Quand je pense à Mère Teresa, l’image d’elle qui me vient instantanément à l’esprit est celle de la religieuse en prière. La première fois que je me trouvai en voiture avec elle, j’eus l’honneur d’être assis à ses côtés. Nous devions nous rendre de la via Casilina, à la périphérie de Rome, où se trouve une maison des « Missionnaires de la Charité », au Vatican, où la Mère devait être reçue par le pape. Nous avions longuement parlé ce matin-là et nous étions en retard. Nous montâmes dans la voiture. Le frère de Monseigneur Hnilica conduisait. L’évêque était assis à côté de son frère, et moi à côté de Mère Teresa.

La voiture roulait très vite, car nous étions pressés et en retard. Impossible de faire attendre le pape. Mère Teresa regardait par la fenêtre. Son visage était serein. Au bout de quelques minutes, elle nous demanda de prier avec elle. Elle fit un signe de croix, d’une poche de son sari sortit un chapelet. Elle priait lentement, à voix basse, récitant le « Pater Noster » et l’« Ave Maria » en latin. Nous priions avec elle.

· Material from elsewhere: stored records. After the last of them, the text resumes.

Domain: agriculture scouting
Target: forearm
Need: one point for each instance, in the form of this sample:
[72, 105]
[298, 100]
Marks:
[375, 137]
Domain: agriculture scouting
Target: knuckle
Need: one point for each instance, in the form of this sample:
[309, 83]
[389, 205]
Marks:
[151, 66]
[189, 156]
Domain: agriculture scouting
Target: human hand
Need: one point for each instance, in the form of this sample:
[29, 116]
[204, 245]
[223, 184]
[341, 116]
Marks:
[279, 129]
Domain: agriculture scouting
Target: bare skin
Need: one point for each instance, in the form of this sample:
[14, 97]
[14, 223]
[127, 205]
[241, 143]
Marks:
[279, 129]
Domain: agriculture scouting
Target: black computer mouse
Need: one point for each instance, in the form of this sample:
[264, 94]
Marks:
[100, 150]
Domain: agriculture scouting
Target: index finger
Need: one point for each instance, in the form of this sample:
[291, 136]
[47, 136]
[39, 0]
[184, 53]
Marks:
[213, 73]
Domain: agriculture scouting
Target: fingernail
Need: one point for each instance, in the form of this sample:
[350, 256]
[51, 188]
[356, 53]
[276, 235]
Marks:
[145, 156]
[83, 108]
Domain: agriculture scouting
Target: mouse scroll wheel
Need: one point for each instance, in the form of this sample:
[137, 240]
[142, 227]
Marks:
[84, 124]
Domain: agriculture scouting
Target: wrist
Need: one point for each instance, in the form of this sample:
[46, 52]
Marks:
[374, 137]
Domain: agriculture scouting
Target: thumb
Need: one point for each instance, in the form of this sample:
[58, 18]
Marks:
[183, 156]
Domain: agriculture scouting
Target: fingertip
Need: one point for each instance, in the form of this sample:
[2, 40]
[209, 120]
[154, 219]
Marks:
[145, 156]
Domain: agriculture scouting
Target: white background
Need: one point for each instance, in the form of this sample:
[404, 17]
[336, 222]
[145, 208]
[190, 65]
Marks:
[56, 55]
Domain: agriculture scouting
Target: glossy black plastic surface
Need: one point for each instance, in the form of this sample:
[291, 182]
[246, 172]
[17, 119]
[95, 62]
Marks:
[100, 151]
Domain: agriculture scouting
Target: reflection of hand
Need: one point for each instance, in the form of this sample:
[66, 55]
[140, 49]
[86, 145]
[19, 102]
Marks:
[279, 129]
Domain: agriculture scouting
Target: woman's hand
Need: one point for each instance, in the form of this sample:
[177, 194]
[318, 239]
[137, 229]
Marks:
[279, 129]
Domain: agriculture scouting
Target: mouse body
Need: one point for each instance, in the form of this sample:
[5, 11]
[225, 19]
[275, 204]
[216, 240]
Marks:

L’auto roulait à toute vitesse, nerveusement, dans le trafic chaotique et intense. Elle s’arrêtait de temps à autre brusquement, braquait de façon saccadée, repartait impérieuse, abordait les virages témérairement, frôlée par d’autres voitures, impatientes et agressives, menaçantes avec leurs coups de klaxon lancinants. Agrippé à la poignée, je regardais avec inquiétude le conducteur, très gentil mais imprudent. Quant à Mère Teresa, absorbée dans sa prière, elle ne se rendait compte de rien.

Recroquevillée sur le siège, elle était en dialogue avec Dieu. Elle avait les yeux fermés. Son visage ridé, penché sur sa poitrine, était transfiguré. Comme s’il en émanait une lumière. Les paroles de la prière sortaient de ses lèvres, précises, claires, lentes, comme si elle s’attardait à en savourer le sens. Elles n’avaient pas la cadence d’une formule inlassablement répétée, mais la fraîcheur du dialogue, d’une conversation vive, passionnée. Elle semblait parler réellement avec une présence invisible.

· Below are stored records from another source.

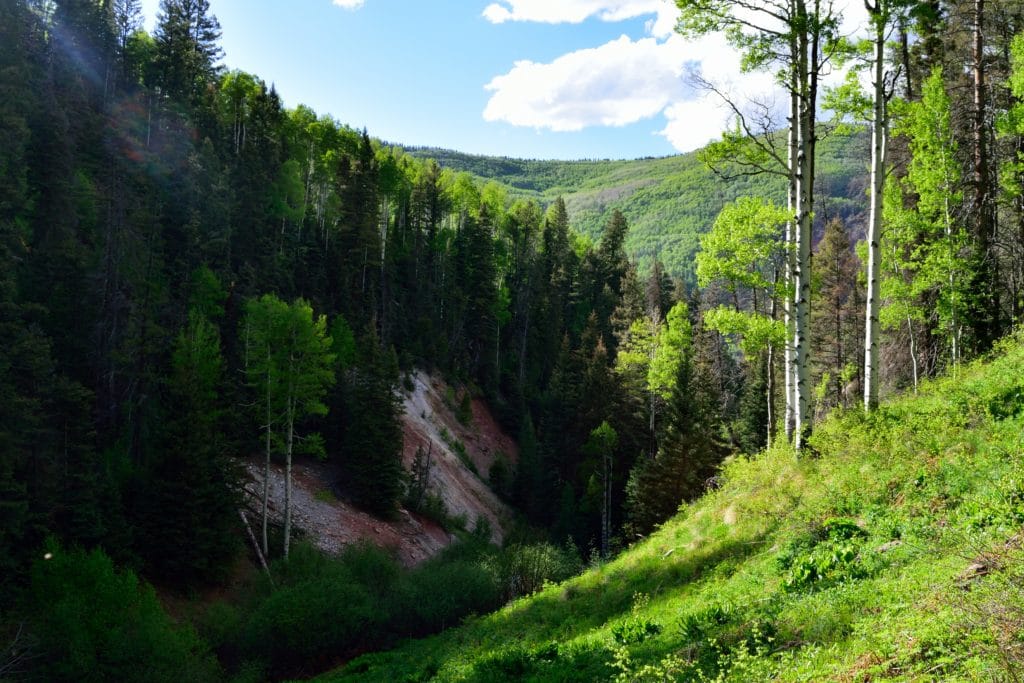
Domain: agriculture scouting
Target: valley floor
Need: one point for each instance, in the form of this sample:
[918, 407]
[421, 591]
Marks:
[892, 553]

Un jour je lui demandai, à brûle-pourpoint : « Avez-vous peur de mourir ? ». Je me trouvais à Rome depuis quelques jours. Je l’avais rencontrée deux fois et j’étais allé la saluer avant de retourner à Milan.  Elle me regarda comme si elle cherchait à comprendre la raison de ma question. Pensant que j’avais eu tort de parler de la mort, je cherchai à rectifier le tir. « Je vous trouve reposée », dis-je. « Hier, en revanche, vous m’avez paru très fatiguée ».

« Je me suis bien reposée cette nuit », répondit-elle.

« Ces dernières années, vous avez subi plusieurs interventions chirurgicales plutôt délicates, comme celle du coeur : vous devriez vous ménager, moins voyager ».

« Tout le monde me le dit, mais je dois penser à l’oeuvre que Jésus m’a confiée. Quand je ne serai plus utile, ce sera Lui qui m’arrêtera ».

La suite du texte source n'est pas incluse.